Shao et al. (2024): Emphasizes importance of BMI and age as biological predictors
Gupta et al. (2025): Neural network-based stroke prediction models
Zhang et al. (2022): Application of multilayer perceptrons in stroke prediction

Advantages compared to existing work:

Systematic comparison of multiple machine learning methods
Focus on minimizing false negatives
Comprehensive analysis combining clinical and social features

Conclusions and Discussion

Main Conclusions

Model Selection Depends on Application Scenario:
- Logistic Regression: Suitable for initial screening (high recall, strong interpretability)
- Dense Neural Network: Suitable for precise assessment (high accuracy, low false positives)
- CNN: Balanced performance, suitable for validation tool
Multi-Model System Recommendations:
- Stage 1: Logistic regression for initial screening
- Stage 2: DNN for precise assessment of high-risk patients
- Stage 3: CNN for verification and balance

Limitations

Data Imbalance: Only 5-6% positive cases limit model learning capacity
Anomalous Feature Importance: Lower-than-expected BMI importance may affect prediction accuracy
Generalization Ability: Single dataset may limit model universality
Sample Size: 5,000 samples relatively small, particularly for positive cases

Future Directions

Data Augmentation: Collect more real stroke patient data to alleviate class imbalance
Feature Engineering: Re-evaluate and optimize feature selection strategy
Model Ensemble: Develop more sophisticated multi-model fusion methods
Clinical Validation: Validate model effectiveness in actual medical environments

In-Depth Evaluation

Strengths

Practical Orientation: Clearly addresses practical need to minimize false negatives in medical settings
Comprehensive Methodology: Systematically compares traditional machine learning and deep learning methods
Statistical Rigor: Uses Bootstrap method to verify result robustness
Reproducibility: Provides complete code and data with MIT open-source license
Clinical Relevance: Integrates risk factors recognized by the medical field

Weaknesses

Data Quality: Severe class imbalance not adequately addressed
Model Depth: Relatively simple neural network architecture, insufficient exploration of deep learning potential
Insufficient Feature Engineering: Anomalous BMI importance suggests potential feature processing issues
Evaluation Limitations: Lacks comparison with existing clinical risk assessment tools
Experimental Scale: Single dataset, lacks cross-dataset validation

Impact

Academic Contribution: Provides practical multi-model comparison framework for medical AI
Clinical Value: Proposed hierarchical prediction system has practical application potential
Methodological Significance: Emphasizes importance of false negative control in medical AI
Extensibility: Methods generalizable to other medical prediction tasks

Applicable Scenarios

Primary Healthcare: Logistic regression model suitable for community health screening
Specialty Hospitals: Dense neural network suitable for precise risk assessment
Health Management: Can be integrated into personal health monitoring applications
Clinical Research: Provides tools for stroke risk factor research

References

CDC. Preventing stroke deaths. https://www.cdc.gov/vitalsigns/pdf/2017-09-vitalsigns.pdf
Shao, Y., et al. (2024). Link between triglyceride-glucose-body mass index and future stroke risk in middle-aged and elderly Chinese. Cardiovascular Diabetology.
Gupta, A., et al. (2025). Predicting stroke risk: An effective stroke prediction model based on neural networks. Journal of Neurorestoratology.

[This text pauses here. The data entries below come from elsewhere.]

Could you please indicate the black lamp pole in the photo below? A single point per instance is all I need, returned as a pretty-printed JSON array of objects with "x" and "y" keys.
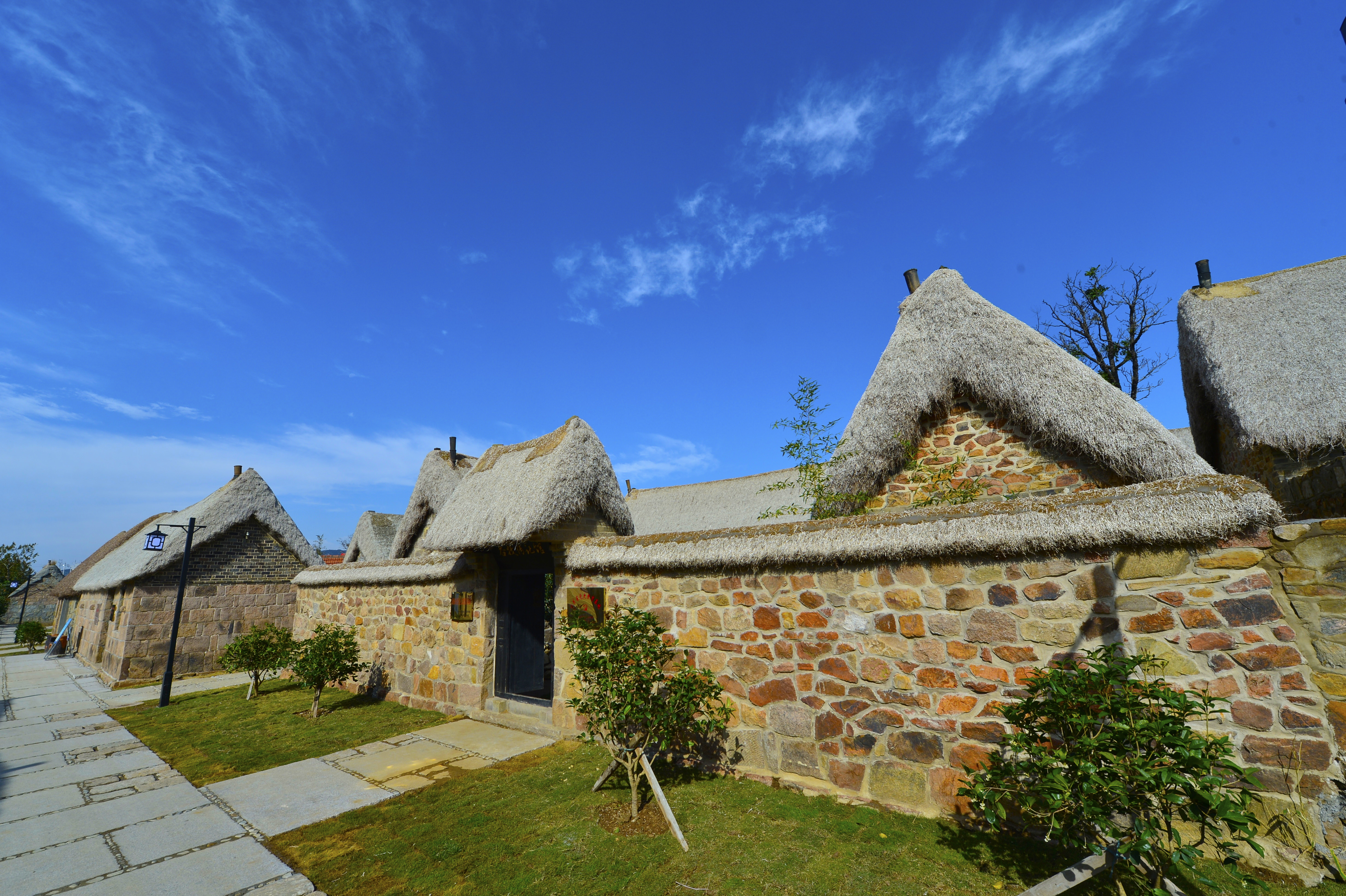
[{"x": 165, "y": 692}]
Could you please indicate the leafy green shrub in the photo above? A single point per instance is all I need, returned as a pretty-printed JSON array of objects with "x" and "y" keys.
[
  {"x": 636, "y": 696},
  {"x": 1103, "y": 755},
  {"x": 262, "y": 653},
  {"x": 329, "y": 657},
  {"x": 30, "y": 633}
]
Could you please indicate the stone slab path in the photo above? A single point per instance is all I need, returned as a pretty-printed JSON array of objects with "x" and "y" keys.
[{"x": 87, "y": 808}]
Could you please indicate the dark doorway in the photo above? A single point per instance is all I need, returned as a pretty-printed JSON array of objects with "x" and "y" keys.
[{"x": 524, "y": 630}]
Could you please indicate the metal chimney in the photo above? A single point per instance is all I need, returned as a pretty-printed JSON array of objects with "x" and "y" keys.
[{"x": 1204, "y": 274}]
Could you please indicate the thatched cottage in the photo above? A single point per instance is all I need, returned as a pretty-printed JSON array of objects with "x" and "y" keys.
[
  {"x": 1264, "y": 373},
  {"x": 240, "y": 574},
  {"x": 1019, "y": 513}
]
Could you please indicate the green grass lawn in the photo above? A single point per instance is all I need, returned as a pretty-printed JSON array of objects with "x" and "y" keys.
[
  {"x": 215, "y": 735},
  {"x": 530, "y": 827}
]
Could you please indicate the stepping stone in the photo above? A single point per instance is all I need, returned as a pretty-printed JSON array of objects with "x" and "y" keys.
[
  {"x": 400, "y": 761},
  {"x": 294, "y": 796},
  {"x": 485, "y": 741}
]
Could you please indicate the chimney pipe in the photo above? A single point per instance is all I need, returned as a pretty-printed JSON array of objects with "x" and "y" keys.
[{"x": 1204, "y": 274}]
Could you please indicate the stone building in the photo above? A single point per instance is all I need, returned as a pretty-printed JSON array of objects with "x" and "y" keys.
[
  {"x": 1019, "y": 513},
  {"x": 240, "y": 574},
  {"x": 41, "y": 602},
  {"x": 1264, "y": 373}
]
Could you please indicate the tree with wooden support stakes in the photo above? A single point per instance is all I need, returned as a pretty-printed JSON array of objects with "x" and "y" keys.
[
  {"x": 1104, "y": 757},
  {"x": 639, "y": 697}
]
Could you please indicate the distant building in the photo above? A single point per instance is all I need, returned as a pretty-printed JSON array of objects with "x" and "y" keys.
[
  {"x": 239, "y": 576},
  {"x": 1264, "y": 372}
]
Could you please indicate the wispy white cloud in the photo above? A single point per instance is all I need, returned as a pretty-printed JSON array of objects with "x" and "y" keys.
[
  {"x": 1060, "y": 63},
  {"x": 142, "y": 412},
  {"x": 707, "y": 240},
  {"x": 663, "y": 457},
  {"x": 828, "y": 130}
]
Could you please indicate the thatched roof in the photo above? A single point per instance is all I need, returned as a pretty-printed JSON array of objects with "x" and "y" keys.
[
  {"x": 1174, "y": 512},
  {"x": 723, "y": 504},
  {"x": 68, "y": 586},
  {"x": 243, "y": 498},
  {"x": 1264, "y": 356},
  {"x": 434, "y": 486},
  {"x": 373, "y": 537},
  {"x": 949, "y": 344},
  {"x": 380, "y": 572},
  {"x": 516, "y": 492}
]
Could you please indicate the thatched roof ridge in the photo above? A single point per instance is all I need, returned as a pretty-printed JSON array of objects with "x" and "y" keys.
[
  {"x": 434, "y": 488},
  {"x": 516, "y": 492},
  {"x": 68, "y": 586},
  {"x": 373, "y": 537},
  {"x": 1264, "y": 356},
  {"x": 951, "y": 342},
  {"x": 246, "y": 497},
  {"x": 380, "y": 572},
  {"x": 1174, "y": 512},
  {"x": 722, "y": 504}
]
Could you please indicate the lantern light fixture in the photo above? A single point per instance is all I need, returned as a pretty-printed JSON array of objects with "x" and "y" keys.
[{"x": 155, "y": 540}]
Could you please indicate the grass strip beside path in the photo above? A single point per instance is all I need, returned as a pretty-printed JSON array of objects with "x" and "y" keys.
[
  {"x": 531, "y": 827},
  {"x": 216, "y": 735}
]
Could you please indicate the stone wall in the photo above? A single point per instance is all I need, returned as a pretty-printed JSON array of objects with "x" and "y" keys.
[
  {"x": 124, "y": 634},
  {"x": 418, "y": 653},
  {"x": 993, "y": 453},
  {"x": 882, "y": 683}
]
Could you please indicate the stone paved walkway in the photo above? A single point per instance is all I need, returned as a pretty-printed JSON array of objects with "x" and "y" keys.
[{"x": 88, "y": 808}]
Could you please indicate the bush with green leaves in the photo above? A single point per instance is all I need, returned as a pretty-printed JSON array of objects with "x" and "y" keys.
[
  {"x": 262, "y": 653},
  {"x": 639, "y": 695},
  {"x": 1103, "y": 755},
  {"x": 30, "y": 633},
  {"x": 329, "y": 657}
]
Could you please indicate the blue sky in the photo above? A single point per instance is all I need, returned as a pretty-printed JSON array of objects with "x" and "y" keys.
[{"x": 320, "y": 239}]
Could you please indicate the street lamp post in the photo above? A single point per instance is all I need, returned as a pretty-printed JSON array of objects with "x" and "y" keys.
[{"x": 155, "y": 541}]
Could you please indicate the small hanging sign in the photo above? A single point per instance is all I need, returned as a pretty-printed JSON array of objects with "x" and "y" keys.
[
  {"x": 585, "y": 607},
  {"x": 462, "y": 607}
]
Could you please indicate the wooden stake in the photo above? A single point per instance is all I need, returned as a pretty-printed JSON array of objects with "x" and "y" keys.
[
  {"x": 664, "y": 804},
  {"x": 604, "y": 777}
]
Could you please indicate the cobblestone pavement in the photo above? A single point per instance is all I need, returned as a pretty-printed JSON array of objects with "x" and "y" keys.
[{"x": 87, "y": 808}]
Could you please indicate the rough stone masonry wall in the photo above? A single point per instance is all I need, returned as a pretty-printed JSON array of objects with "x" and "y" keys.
[
  {"x": 993, "y": 453},
  {"x": 882, "y": 683},
  {"x": 418, "y": 653}
]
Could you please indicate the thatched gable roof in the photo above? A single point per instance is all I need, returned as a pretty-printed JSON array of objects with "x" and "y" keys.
[
  {"x": 68, "y": 586},
  {"x": 951, "y": 342},
  {"x": 384, "y": 572},
  {"x": 516, "y": 492},
  {"x": 434, "y": 488},
  {"x": 1266, "y": 357},
  {"x": 1174, "y": 512},
  {"x": 723, "y": 504},
  {"x": 246, "y": 497},
  {"x": 373, "y": 537}
]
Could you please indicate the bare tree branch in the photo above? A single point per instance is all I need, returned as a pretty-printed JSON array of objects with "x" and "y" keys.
[{"x": 1094, "y": 310}]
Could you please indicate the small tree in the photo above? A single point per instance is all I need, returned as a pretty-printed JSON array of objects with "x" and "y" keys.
[
  {"x": 329, "y": 657},
  {"x": 30, "y": 633},
  {"x": 636, "y": 696},
  {"x": 816, "y": 449},
  {"x": 1102, "y": 759},
  {"x": 260, "y": 653},
  {"x": 1103, "y": 325}
]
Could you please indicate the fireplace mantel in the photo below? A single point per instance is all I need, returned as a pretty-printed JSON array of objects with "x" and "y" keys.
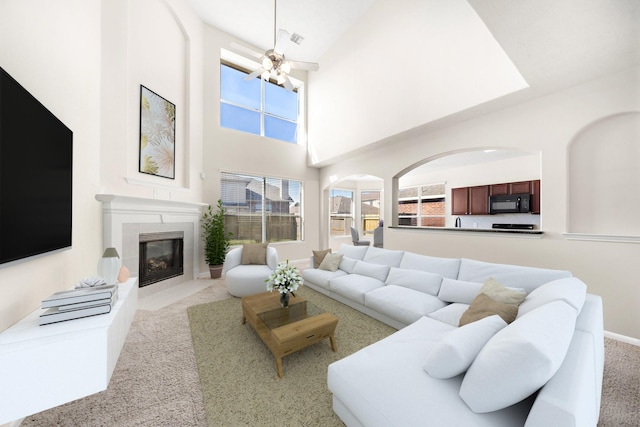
[{"x": 121, "y": 215}]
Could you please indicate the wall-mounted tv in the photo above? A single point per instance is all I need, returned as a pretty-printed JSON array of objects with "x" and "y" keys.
[{"x": 36, "y": 159}]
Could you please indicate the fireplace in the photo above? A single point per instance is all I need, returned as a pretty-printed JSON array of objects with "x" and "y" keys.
[{"x": 161, "y": 256}]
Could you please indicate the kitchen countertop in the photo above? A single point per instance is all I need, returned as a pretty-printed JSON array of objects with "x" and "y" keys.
[{"x": 477, "y": 230}]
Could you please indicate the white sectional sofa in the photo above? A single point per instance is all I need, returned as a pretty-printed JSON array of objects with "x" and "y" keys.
[{"x": 544, "y": 368}]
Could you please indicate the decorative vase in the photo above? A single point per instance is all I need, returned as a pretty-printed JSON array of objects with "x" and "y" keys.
[{"x": 284, "y": 299}]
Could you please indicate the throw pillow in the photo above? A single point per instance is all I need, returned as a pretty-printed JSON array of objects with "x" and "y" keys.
[
  {"x": 450, "y": 314},
  {"x": 454, "y": 354},
  {"x": 520, "y": 358},
  {"x": 254, "y": 253},
  {"x": 331, "y": 262},
  {"x": 318, "y": 256},
  {"x": 497, "y": 292},
  {"x": 484, "y": 306}
]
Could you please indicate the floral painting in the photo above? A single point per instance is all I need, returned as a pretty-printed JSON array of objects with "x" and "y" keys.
[{"x": 157, "y": 134}]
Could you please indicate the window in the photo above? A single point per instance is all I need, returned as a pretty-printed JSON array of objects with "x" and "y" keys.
[
  {"x": 422, "y": 206},
  {"x": 341, "y": 212},
  {"x": 257, "y": 106},
  {"x": 261, "y": 209},
  {"x": 370, "y": 210}
]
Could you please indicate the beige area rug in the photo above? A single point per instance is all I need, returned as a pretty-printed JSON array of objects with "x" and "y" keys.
[
  {"x": 238, "y": 372},
  {"x": 156, "y": 381}
]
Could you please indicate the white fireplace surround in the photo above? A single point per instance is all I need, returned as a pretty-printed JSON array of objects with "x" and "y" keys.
[{"x": 124, "y": 218}]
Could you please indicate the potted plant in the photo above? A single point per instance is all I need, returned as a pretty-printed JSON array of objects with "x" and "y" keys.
[{"x": 216, "y": 241}]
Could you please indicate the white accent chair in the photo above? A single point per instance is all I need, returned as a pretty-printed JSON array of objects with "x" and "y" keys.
[
  {"x": 355, "y": 237},
  {"x": 249, "y": 279}
]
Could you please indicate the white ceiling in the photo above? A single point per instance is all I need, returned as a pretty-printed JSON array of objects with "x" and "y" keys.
[{"x": 554, "y": 44}]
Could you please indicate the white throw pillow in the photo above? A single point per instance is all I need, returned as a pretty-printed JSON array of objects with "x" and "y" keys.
[
  {"x": 330, "y": 262},
  {"x": 459, "y": 291},
  {"x": 520, "y": 358},
  {"x": 456, "y": 351},
  {"x": 377, "y": 271},
  {"x": 450, "y": 314},
  {"x": 570, "y": 290},
  {"x": 413, "y": 279},
  {"x": 347, "y": 264}
]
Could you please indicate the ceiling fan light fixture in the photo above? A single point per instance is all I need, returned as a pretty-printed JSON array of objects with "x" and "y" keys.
[{"x": 267, "y": 64}]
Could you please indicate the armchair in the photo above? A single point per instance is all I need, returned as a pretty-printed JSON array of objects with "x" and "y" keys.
[
  {"x": 248, "y": 279},
  {"x": 355, "y": 237}
]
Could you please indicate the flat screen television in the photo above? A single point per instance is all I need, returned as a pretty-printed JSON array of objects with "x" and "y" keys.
[{"x": 36, "y": 159}]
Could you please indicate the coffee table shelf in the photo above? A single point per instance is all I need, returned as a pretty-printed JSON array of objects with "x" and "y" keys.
[{"x": 287, "y": 330}]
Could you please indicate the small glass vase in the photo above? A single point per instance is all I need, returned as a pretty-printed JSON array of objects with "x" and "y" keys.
[{"x": 284, "y": 299}]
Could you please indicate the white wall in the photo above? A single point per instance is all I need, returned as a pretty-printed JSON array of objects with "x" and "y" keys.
[
  {"x": 53, "y": 50},
  {"x": 85, "y": 61},
  {"x": 547, "y": 125}
]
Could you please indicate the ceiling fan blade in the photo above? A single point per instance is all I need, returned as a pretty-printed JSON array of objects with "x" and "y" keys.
[
  {"x": 255, "y": 74},
  {"x": 309, "y": 66},
  {"x": 246, "y": 50},
  {"x": 282, "y": 41},
  {"x": 287, "y": 83}
]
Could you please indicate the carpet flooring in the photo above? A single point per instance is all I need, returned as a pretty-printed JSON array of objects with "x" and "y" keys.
[{"x": 156, "y": 381}]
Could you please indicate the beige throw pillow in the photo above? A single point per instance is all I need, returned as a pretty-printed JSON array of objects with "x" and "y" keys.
[
  {"x": 331, "y": 262},
  {"x": 496, "y": 291},
  {"x": 254, "y": 253},
  {"x": 483, "y": 306},
  {"x": 318, "y": 256}
]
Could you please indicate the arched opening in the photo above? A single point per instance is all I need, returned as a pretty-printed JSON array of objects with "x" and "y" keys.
[{"x": 422, "y": 191}]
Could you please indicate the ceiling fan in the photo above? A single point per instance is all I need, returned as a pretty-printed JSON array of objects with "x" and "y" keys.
[{"x": 273, "y": 62}]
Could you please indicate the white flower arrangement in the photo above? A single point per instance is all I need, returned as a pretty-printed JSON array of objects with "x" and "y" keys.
[{"x": 285, "y": 278}]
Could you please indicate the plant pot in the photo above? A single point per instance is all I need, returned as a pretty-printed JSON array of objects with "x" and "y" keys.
[{"x": 215, "y": 271}]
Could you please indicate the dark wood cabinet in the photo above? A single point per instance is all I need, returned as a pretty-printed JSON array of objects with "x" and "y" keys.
[
  {"x": 499, "y": 189},
  {"x": 523, "y": 187},
  {"x": 459, "y": 201},
  {"x": 535, "y": 197},
  {"x": 475, "y": 200},
  {"x": 470, "y": 200}
]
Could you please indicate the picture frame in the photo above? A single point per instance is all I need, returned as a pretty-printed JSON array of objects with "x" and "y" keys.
[{"x": 157, "y": 134}]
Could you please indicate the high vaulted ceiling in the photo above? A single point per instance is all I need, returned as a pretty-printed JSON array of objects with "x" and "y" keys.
[{"x": 554, "y": 44}]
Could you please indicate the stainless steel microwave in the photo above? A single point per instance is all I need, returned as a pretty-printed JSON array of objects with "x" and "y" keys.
[{"x": 510, "y": 203}]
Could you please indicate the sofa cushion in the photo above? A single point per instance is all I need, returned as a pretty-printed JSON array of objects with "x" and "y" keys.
[
  {"x": 319, "y": 277},
  {"x": 570, "y": 290},
  {"x": 497, "y": 292},
  {"x": 446, "y": 267},
  {"x": 383, "y": 256},
  {"x": 318, "y": 256},
  {"x": 331, "y": 262},
  {"x": 450, "y": 314},
  {"x": 355, "y": 252},
  {"x": 354, "y": 286},
  {"x": 415, "y": 279},
  {"x": 515, "y": 276},
  {"x": 483, "y": 306},
  {"x": 460, "y": 291},
  {"x": 254, "y": 253},
  {"x": 455, "y": 352},
  {"x": 402, "y": 304},
  {"x": 520, "y": 358},
  {"x": 347, "y": 264},
  {"x": 377, "y": 271}
]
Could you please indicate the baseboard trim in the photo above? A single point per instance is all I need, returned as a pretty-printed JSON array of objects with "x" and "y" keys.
[{"x": 623, "y": 338}]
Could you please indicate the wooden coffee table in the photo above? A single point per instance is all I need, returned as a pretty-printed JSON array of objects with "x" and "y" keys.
[{"x": 287, "y": 330}]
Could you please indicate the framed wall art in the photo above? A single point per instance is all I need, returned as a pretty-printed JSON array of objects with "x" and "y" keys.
[{"x": 157, "y": 134}]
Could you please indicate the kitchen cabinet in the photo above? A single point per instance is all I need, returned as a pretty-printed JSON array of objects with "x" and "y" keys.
[
  {"x": 470, "y": 200},
  {"x": 535, "y": 197},
  {"x": 523, "y": 187}
]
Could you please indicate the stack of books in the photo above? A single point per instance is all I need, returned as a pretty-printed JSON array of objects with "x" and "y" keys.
[{"x": 77, "y": 303}]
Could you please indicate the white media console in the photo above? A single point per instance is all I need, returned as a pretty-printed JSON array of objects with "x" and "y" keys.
[{"x": 46, "y": 366}]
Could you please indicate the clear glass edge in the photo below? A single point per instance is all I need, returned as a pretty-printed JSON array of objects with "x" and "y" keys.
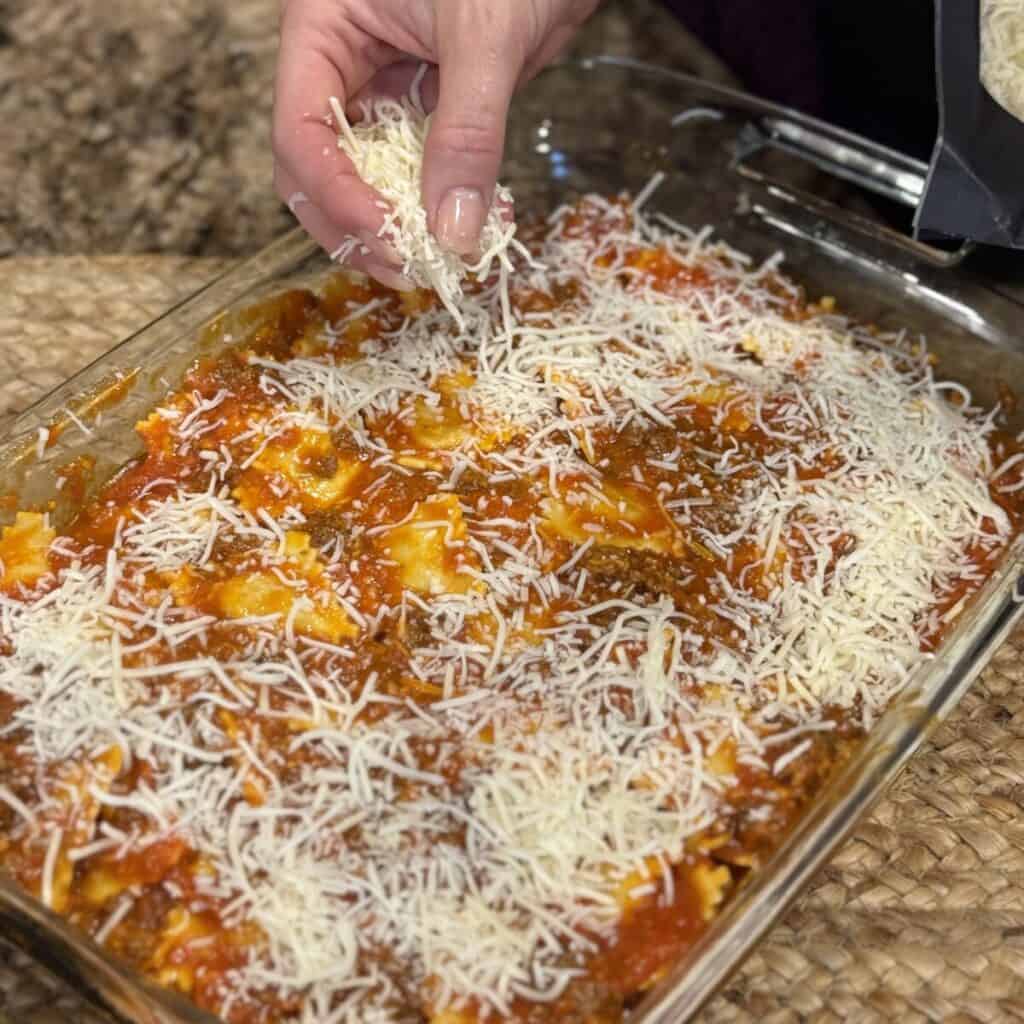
[{"x": 933, "y": 691}]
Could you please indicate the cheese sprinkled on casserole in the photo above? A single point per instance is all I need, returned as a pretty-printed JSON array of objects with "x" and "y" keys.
[{"x": 458, "y": 669}]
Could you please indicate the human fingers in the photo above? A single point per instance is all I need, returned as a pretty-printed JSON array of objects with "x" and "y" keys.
[
  {"x": 395, "y": 82},
  {"x": 481, "y": 53},
  {"x": 372, "y": 255},
  {"x": 307, "y": 159}
]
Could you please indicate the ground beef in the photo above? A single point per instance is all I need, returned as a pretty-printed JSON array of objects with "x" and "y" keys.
[
  {"x": 646, "y": 572},
  {"x": 327, "y": 526}
]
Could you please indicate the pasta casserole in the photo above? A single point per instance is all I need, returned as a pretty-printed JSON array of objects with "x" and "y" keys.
[{"x": 458, "y": 671}]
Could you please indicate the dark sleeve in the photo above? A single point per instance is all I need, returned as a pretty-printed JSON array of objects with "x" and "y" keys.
[
  {"x": 773, "y": 46},
  {"x": 867, "y": 66}
]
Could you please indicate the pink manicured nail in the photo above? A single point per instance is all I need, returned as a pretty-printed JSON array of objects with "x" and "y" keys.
[
  {"x": 460, "y": 220},
  {"x": 389, "y": 279}
]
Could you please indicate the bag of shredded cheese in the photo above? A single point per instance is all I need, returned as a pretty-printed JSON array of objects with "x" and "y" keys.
[{"x": 975, "y": 187}]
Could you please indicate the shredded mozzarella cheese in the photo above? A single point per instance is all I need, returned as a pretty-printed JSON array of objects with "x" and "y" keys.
[
  {"x": 386, "y": 146},
  {"x": 1003, "y": 53}
]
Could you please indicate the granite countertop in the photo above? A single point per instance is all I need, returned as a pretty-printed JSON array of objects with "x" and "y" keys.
[{"x": 135, "y": 127}]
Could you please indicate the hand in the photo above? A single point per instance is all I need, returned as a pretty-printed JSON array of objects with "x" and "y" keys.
[{"x": 357, "y": 49}]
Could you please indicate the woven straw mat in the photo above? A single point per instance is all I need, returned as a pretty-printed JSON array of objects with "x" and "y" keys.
[{"x": 920, "y": 916}]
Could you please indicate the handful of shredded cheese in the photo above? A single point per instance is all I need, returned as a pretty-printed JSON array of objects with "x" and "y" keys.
[
  {"x": 386, "y": 147},
  {"x": 1003, "y": 53}
]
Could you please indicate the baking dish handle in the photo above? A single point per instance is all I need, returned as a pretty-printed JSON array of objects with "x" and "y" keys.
[{"x": 858, "y": 161}]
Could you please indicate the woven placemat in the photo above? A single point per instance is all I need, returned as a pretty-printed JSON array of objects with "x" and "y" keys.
[{"x": 919, "y": 918}]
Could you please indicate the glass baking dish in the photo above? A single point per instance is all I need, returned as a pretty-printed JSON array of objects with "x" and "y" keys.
[{"x": 603, "y": 125}]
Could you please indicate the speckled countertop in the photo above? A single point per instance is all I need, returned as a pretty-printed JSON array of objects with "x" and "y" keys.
[{"x": 143, "y": 127}]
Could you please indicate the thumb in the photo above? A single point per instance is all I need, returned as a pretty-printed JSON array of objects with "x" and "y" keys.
[{"x": 479, "y": 64}]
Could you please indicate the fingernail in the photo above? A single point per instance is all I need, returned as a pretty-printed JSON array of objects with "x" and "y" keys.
[
  {"x": 389, "y": 279},
  {"x": 460, "y": 220},
  {"x": 383, "y": 251}
]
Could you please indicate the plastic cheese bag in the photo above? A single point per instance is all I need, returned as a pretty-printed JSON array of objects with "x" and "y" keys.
[{"x": 975, "y": 186}]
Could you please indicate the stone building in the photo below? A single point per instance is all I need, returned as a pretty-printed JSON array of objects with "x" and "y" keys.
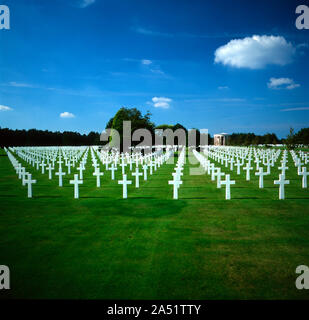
[{"x": 220, "y": 139}]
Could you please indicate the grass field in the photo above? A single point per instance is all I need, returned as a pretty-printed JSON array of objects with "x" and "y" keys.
[{"x": 150, "y": 246}]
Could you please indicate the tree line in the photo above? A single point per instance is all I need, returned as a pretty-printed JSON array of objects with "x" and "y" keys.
[{"x": 34, "y": 137}]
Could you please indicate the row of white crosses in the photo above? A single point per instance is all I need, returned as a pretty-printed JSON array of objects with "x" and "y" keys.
[
  {"x": 299, "y": 161},
  {"x": 260, "y": 157},
  {"x": 176, "y": 182},
  {"x": 51, "y": 155},
  {"x": 158, "y": 160},
  {"x": 215, "y": 172},
  {"x": 26, "y": 177}
]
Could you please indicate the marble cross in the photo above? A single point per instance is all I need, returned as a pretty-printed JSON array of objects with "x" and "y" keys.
[
  {"x": 176, "y": 184},
  {"x": 227, "y": 184},
  {"x": 137, "y": 174},
  {"x": 281, "y": 182},
  {"x": 261, "y": 175},
  {"x": 60, "y": 173},
  {"x": 98, "y": 174},
  {"x": 49, "y": 169},
  {"x": 305, "y": 174},
  {"x": 29, "y": 182},
  {"x": 113, "y": 168},
  {"x": 76, "y": 182},
  {"x": 125, "y": 184},
  {"x": 247, "y": 169}
]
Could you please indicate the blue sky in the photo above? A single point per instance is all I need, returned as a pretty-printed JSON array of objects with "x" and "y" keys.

Overall Assessment: This study provides valuable multi-model comparative analysis on the important medical problem of stroke prediction, with particular emphasis on false negative control reflecting practical requirements of medical AI. Despite limitations such as data imbalance, the proposed multi-model system architecture has practical application value and provides a good reference framework for similar research in the medical AI field.